Overview

Papermerge DMS is a distributed system with many moving parts. “Distributed system” - means that different components (parts) may run on different computers. While this increases the complexity of the system, it also brings many benefits like scalability, flexibility and ease of maintenance.

Components

Papermerge DMS consists of the following components:

  • RESTful backend server

  • Worker (there may be one or multiple workers)

  • Frontend (optional)

  • Websockets server (optional)

  • Database

  • Search Engine

The essential parts of Papermerge DMS deployment are RESTful backend server and one or multiple workers. The frontend and websockets servers are optional. They provide so called official graphical user interface of Papermerge DMS. If you don’t plan to use Papermerge DMS via web GUI, you can safely skip frontend and websockets parts.

RESTful Backend Server

or REST API backend server (backend server for short) this is the main piece, the heart of the system so to speak. It is the web application which serves REST API. A typical deployment will have one backend server.

Note

REST API Backend has its own, separate RESTful Backend GitHub repository.

Worker

This part performs “laborious tasks” like for example OCR of the documents.

Note

In order to understand why worker is required at all, a little more background is necessary: the typical web server consists of a series of requests and responses. A well behaved web server for each request it will send a response in less than 100 milliseconds. However, the OCR processing of a single page of the document can easily take several seconds, maybe minutes or even hours(!). This is why OCR processing, relative to typical request/response cycle of the web server, is considered a “laborious task”. And this is why OCR processing must run in a separate component, outside of web server’s request/response cycles.

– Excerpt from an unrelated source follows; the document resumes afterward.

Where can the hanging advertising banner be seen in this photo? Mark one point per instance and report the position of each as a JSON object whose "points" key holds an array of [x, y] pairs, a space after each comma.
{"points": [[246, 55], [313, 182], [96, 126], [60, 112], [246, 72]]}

In a typical Papermerge DMS deployment there can be as many as possible workers. Number of workers depends on the number of incoming documents and how quick you want to process all of them.

For best results each worker should run on a separate computer. In case of docker based deployment - each worker should run in separate docker container.

Note

From source code point of view, worker and REST API web server use same codebase. REST API backend server communicates with workers via Celery/Redis.

Frontend

../_images/01-frontend.png

Generally speaking you don’t need graphical user interface to successfully use Papermerge DMS. However, it is always awesome to have a nice UI (user interface). This is what frontend part is all about - it is the official user interface of Papermerge DMS.

In order to accomplish its job, frontend uses backend’s REST API - in this regard, frontend is an http client which consumes backend’s REST API. Almost any feature of the frontend can be replicated with any http client via REST API.

Note

Some of the features of the frontend are tricky to do with REST API only, this is because some parts of the frontend, like for example reporting in real time the status of OCR processing, use websockets.

Note

Frontend is a standalone (means separate) part and as such it has separate Frontend GitHub repository.

Websockets Server

This component is used to get real time status of OCR processing and it strongly coupled with frontend part. In general if you don’t plan to use frontend, you don’t need to deploy websockets server neither.

Database

In order to operate sucessfully Papermerge DMS needs a database to store data to. It case use one of several databases:

  • SQLite

  • PostgreSQL

  • MySQL (MariaDB)

Search Engine

Papermerge DMS supports multiple search engine backends:

  • Xapian

  • Whoosh

  • Elasticsearch

  • Apache Solr

Xapian is used by default.

Installation Options

You can go multiple routes to setup and run Papermerge DMS:

  • Use the docker compose

  • Kubernetes

  • Bare metal installation

Docker Compose

Docker a de factor standard containerization technology. With docker you can start in almost no time pretty complex configuration setups. Docker ships with docker-compose which helps you to easily configure and start all services (like database, redis and elastic search for example) required to operate Papermerge DMS.

For more details read Docker Compose section.

Portainer

Portainer is popular application for managing docker container via convenient user interface. Section Portainer explains in details how to quickly start Papermerge DMS instance using Portainer.

Kubernetes

TODO…

Bare Metal Installation

This method is suitable if you plan to play around with Papermerge DMS internals. In particular it is for developers. There are two major parts of Papermerge DMS development:

  • backend development

  • frontend development

For the backend part is you need to be familiar with Python/Django/Celery ecosystem. For the frontend part familiarity with JavaScript/Nodejs/EmberJS is necessary.

For more details read Backend Development Setup section and Frontend Development Setup.